Therefore, according to Hebrew and Arabic authorities, the ’Arabah and Ghôr form one line from the Lebanon to the Red Sea.

2. The Book of Job takes cognisance of the

river Jordan, and describes river scenery in the land of Edom, i.e., south of the Dead Sea.

3. No lake existed in that locality before the catastrophe of Sodom, although a river may have traversed it. This I deduce from the march of the army of Chedorlaomer, shortly previous to that catastrophe, (Gen. xiv.) After the taking of Seir and Paran, he crossed the valley to Hazezon-Tamar, which is Engedi, (2 Chron. xx. 2,) and the confederates were met by the kings of the plain in the vale of Siddim. And I have heretofore shown that this is utterly impossible to be done with the present lake in the way. The words, therefore, of Gen. xiv. 3 obviously signify, as given in the Latin Vulgate and in Luther’s German, “the vale of Siddim, which is now the Salt Sea.”

The inference from all these points is, that between the time of Chedorlaomer and Moses, some tellural convulsions took place which impeded the course of the river towards the Dead Sea, and thereby formed the present lake. There is no mention of a river in the lower ’Arabah during the wanderings of the Israelites under the leading of Moses.

It is another matter to discuss whether the overthrow of the guilty cities of Sodom and Gomorrah is connected with that convulsion of nature, with or without miracle, which formed the depression of the great valley; yet it is remarkable that the deepest part of the lake is at the spot which

tradition has always pointed out for the site of those cities, and nigh to the salt mountain, which still bears the name of Sodom.

To this spot the slopes both ways tend, and there they meet. Calculating the whole line of depression, as Petermann does, at 190 miles, the slope from the north, i.e., from the “Bridge of the daughters of Jacob,” near Safed, is comparatively gradual for 140 miles; and that from the south, i.e., from the elevation in the southern ’Arabah, where the level meets again from the north, is more precipitous for 50 miles. Action and reaction being equal in natural effects, the rapid declivity in the shorter distance is equal to the more gradual declivity in the longer measure.

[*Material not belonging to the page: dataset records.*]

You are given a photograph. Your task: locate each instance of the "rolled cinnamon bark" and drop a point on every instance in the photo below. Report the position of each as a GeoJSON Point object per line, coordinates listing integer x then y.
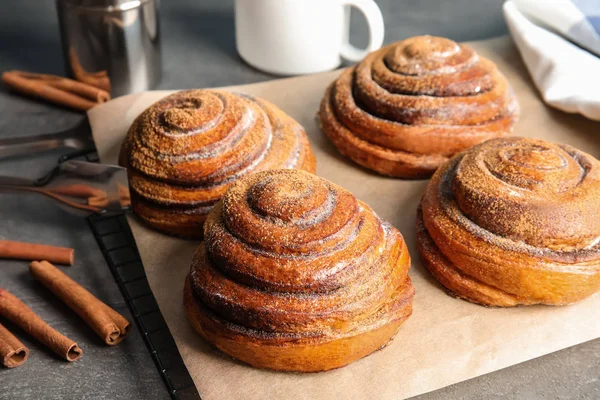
{"type": "Point", "coordinates": [111, 326]}
{"type": "Point", "coordinates": [13, 353]}
{"type": "Point", "coordinates": [70, 85]}
{"type": "Point", "coordinates": [41, 89]}
{"type": "Point", "coordinates": [18, 313]}
{"type": "Point", "coordinates": [31, 251]}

But that centre of seismal action is taken for the site of Sodom—hence the site of the destruction of Sodom and the starting point of earthquake are the same. The record of the destruction is, therefore, the record of some dreadful convulsion capable of stopping the Jordan, so as to form a lake there; and the only adequate cause in nature assigned by geologists for such a depression, is earthquake accompanied by volcanic action.

While on the subject of possible depression of the Jordan bed, I may mention an indication which I have often pointed out to others, namely, the remarkable ledge traceable along the face of the Moab mountains at a considerable height, as seen from the neighbourhood of Jerusalem.